Warum wir alle betroffen und doch mit dem Virus allein sind

In seinem neuen Buch Die Neue (Ab-)Normalität analysiert Robert Misik die diffuse Gefühlslage, die viele durch diese Pandemie begleitet. In unserem Blog „Corona&Society“ beschreibt er das real gelebte soziale Empfinden jenseits der Daten, Nachrichten und Sachfragen und warnt zugleich davor, von einer einzigen kollektiven Erfahrung zu sprechen.

Leben in der „pandemischen Gesellschaft“

„Ich vermisse den Austausch jenseits der eigenen Blase“, sagt Florian, „diese banalen Gespräche mit Kolleginnen und Kollegen im Sozialraum etwa.“ Leute, mit denen man nicht so viel zu tun hat, mit denen man aber „noch fünf Minuten über das Leben quatscht“. 
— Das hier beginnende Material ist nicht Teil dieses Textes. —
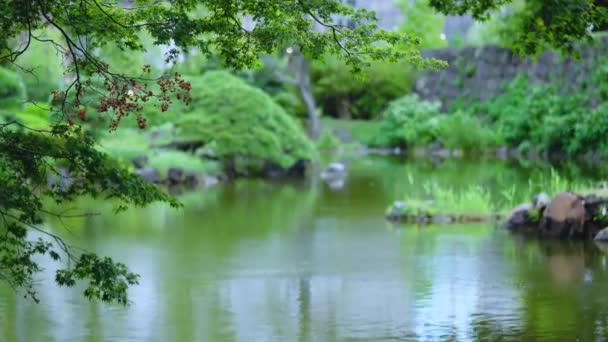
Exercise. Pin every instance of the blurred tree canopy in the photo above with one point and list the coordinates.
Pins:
(532, 26)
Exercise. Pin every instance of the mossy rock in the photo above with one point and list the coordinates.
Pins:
(241, 126)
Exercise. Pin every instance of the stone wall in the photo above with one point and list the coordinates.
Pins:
(479, 73)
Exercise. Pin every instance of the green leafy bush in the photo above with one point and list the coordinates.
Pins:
(41, 67)
(461, 130)
(543, 117)
(341, 94)
(328, 141)
(12, 90)
(241, 125)
(163, 160)
(408, 121)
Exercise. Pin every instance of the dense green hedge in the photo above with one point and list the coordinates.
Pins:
(241, 125)
(338, 91)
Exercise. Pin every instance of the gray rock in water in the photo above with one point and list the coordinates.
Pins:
(519, 217)
(442, 219)
(334, 171)
(399, 205)
(140, 161)
(541, 200)
(343, 135)
(210, 181)
(602, 235)
(150, 174)
(397, 210)
(175, 175)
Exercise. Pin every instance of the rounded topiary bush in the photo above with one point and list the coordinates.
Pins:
(241, 126)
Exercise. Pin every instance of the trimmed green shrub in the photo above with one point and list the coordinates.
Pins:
(408, 121)
(464, 131)
(241, 125)
(341, 94)
(328, 141)
(12, 90)
(163, 160)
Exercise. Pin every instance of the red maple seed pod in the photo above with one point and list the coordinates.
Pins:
(82, 114)
(141, 122)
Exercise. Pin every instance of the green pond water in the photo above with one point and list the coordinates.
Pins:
(284, 261)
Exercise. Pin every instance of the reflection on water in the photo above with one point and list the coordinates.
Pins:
(255, 261)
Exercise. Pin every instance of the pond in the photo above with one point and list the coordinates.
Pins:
(284, 261)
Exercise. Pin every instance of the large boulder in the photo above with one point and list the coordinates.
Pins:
(564, 217)
(541, 201)
(520, 217)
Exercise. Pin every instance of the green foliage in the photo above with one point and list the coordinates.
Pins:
(408, 121)
(163, 160)
(12, 90)
(534, 25)
(363, 131)
(543, 117)
(422, 21)
(412, 122)
(124, 144)
(340, 93)
(41, 68)
(474, 200)
(241, 125)
(461, 130)
(21, 208)
(328, 141)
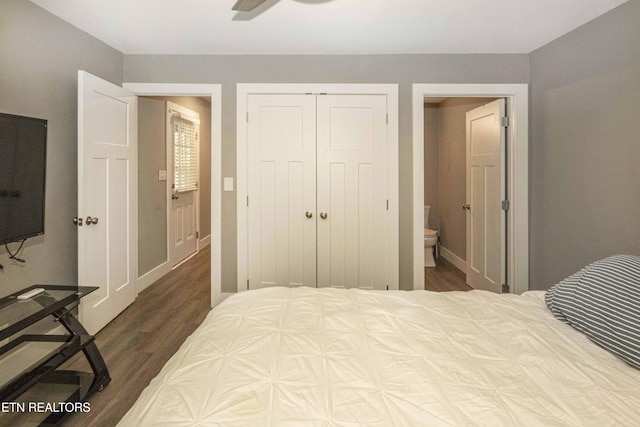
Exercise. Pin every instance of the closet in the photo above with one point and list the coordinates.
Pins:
(318, 191)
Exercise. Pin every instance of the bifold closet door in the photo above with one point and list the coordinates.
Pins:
(352, 191)
(282, 190)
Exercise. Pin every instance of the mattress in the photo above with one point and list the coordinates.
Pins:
(336, 357)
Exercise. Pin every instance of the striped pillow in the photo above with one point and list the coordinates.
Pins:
(603, 301)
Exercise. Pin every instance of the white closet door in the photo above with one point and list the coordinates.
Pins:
(352, 191)
(281, 189)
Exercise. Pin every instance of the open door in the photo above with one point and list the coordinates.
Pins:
(107, 199)
(486, 220)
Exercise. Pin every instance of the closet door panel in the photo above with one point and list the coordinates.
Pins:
(281, 188)
(352, 240)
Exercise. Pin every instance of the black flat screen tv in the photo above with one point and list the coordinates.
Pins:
(23, 159)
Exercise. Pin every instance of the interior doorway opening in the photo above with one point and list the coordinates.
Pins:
(517, 265)
(214, 93)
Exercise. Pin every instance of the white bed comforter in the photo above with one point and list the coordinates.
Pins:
(329, 357)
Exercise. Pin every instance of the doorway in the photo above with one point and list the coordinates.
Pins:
(214, 93)
(445, 183)
(516, 176)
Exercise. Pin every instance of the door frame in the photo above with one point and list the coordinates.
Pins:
(243, 90)
(215, 92)
(170, 174)
(517, 96)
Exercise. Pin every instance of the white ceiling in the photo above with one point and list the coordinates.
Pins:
(327, 26)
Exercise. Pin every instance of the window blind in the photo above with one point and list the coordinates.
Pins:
(185, 155)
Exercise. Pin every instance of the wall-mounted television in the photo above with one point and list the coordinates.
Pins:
(23, 159)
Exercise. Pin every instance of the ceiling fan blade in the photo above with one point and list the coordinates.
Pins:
(247, 5)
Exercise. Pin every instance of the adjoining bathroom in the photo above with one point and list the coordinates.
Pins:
(445, 191)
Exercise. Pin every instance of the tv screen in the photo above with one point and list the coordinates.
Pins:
(23, 149)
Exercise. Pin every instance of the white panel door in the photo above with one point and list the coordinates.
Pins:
(182, 152)
(485, 191)
(352, 191)
(281, 190)
(107, 199)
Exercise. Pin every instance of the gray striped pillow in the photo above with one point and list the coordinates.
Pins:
(603, 301)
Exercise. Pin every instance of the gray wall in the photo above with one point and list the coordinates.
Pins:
(152, 195)
(402, 69)
(40, 56)
(585, 146)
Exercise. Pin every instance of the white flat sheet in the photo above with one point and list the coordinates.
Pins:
(330, 357)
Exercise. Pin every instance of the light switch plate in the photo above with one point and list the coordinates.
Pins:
(228, 183)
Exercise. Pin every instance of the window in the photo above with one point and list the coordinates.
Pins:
(185, 155)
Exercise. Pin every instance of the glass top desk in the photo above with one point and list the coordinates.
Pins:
(50, 351)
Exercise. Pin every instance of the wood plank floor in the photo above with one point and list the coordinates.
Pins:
(138, 343)
(444, 277)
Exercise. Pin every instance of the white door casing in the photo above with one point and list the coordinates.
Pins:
(352, 191)
(281, 190)
(107, 192)
(486, 221)
(183, 217)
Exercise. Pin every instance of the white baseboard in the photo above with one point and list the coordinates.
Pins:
(453, 259)
(150, 277)
(205, 241)
(221, 297)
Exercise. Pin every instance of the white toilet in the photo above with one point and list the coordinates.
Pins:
(430, 240)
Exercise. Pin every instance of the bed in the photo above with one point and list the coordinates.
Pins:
(338, 357)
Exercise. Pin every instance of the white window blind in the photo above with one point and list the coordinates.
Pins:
(185, 155)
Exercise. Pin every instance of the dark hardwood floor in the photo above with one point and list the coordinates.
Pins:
(137, 343)
(444, 277)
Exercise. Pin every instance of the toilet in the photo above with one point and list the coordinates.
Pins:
(430, 240)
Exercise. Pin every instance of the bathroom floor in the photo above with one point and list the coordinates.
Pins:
(444, 277)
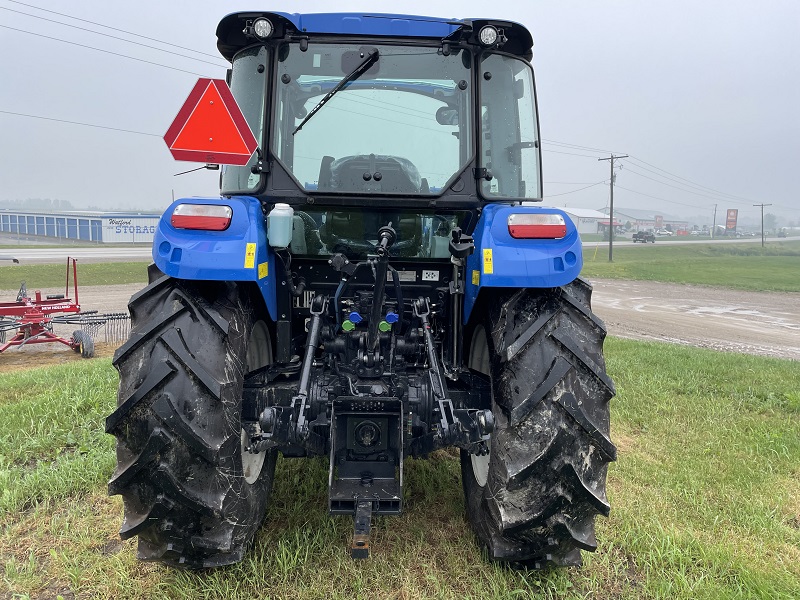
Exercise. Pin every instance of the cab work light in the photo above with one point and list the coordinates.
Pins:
(211, 217)
(537, 226)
Ein Lehrer berichtet, „viele informieren sich gar nicht“. Wer Masken trage, werde „im Lehrerzimmer gemobbt oder ausgelacht“. 

Ein junger Mann, dessen Lebenspläne sich in diesem Jahr in Luft aufgelöst haben, schildert, dass er emotional so mit sich selbst beschäftigt sei, dass er die Emotionen und Sorgen Anderer zwar verstehen, aber nur bedingt wahrnehmen könne. 

Eine junge Frau, der es ähnlich ging und die wieder bei ihren Eltern eingezogen ist, gibt zu Protokoll: „Ich sah zu, wie die Welt um mich auseinanderfiel, aber ich konnte nichts dagegen tun.“ 

Eine Supermarktkassiererin aus Ischgl in Tirol beschreibt, wie ihre Kleinstadt plötzlich in die Schlagzeilen geriet, man sie aber über nichts informierte; wie man plötzlich im Job Todesangst hatte und rundherum die Bekannten und Verwandten erkrankten und viele auch verstarben. Es sind diese Geschichten und Erfahrungen, jenseits und unterhalb der Metaebene der Schlagzeilen, die dieses Jahr prägten, die den Alltag der Menschen beschreiben – die „Neue (Ab-)Normalität“, das Leben in der „pandemischen Gesellschaft“. 

Sorge, zunächst der Schock, das disziplinierte Mitmachen bei den Eindämmungsmaßnahmen, danach die Mühen der Ebene, die Dauer und die Routine. Ausnahmezustand ist etwas anderes, wenn er eine knappe Zeitspanne umfasst, und wieder etwas anderes, wenn er auf Dauer besteht. Ermüdung macht sich breit. Gereiztheit. Die Menschen sind pandemiemüde. Nur bloß: das Virus ist es leider nicht.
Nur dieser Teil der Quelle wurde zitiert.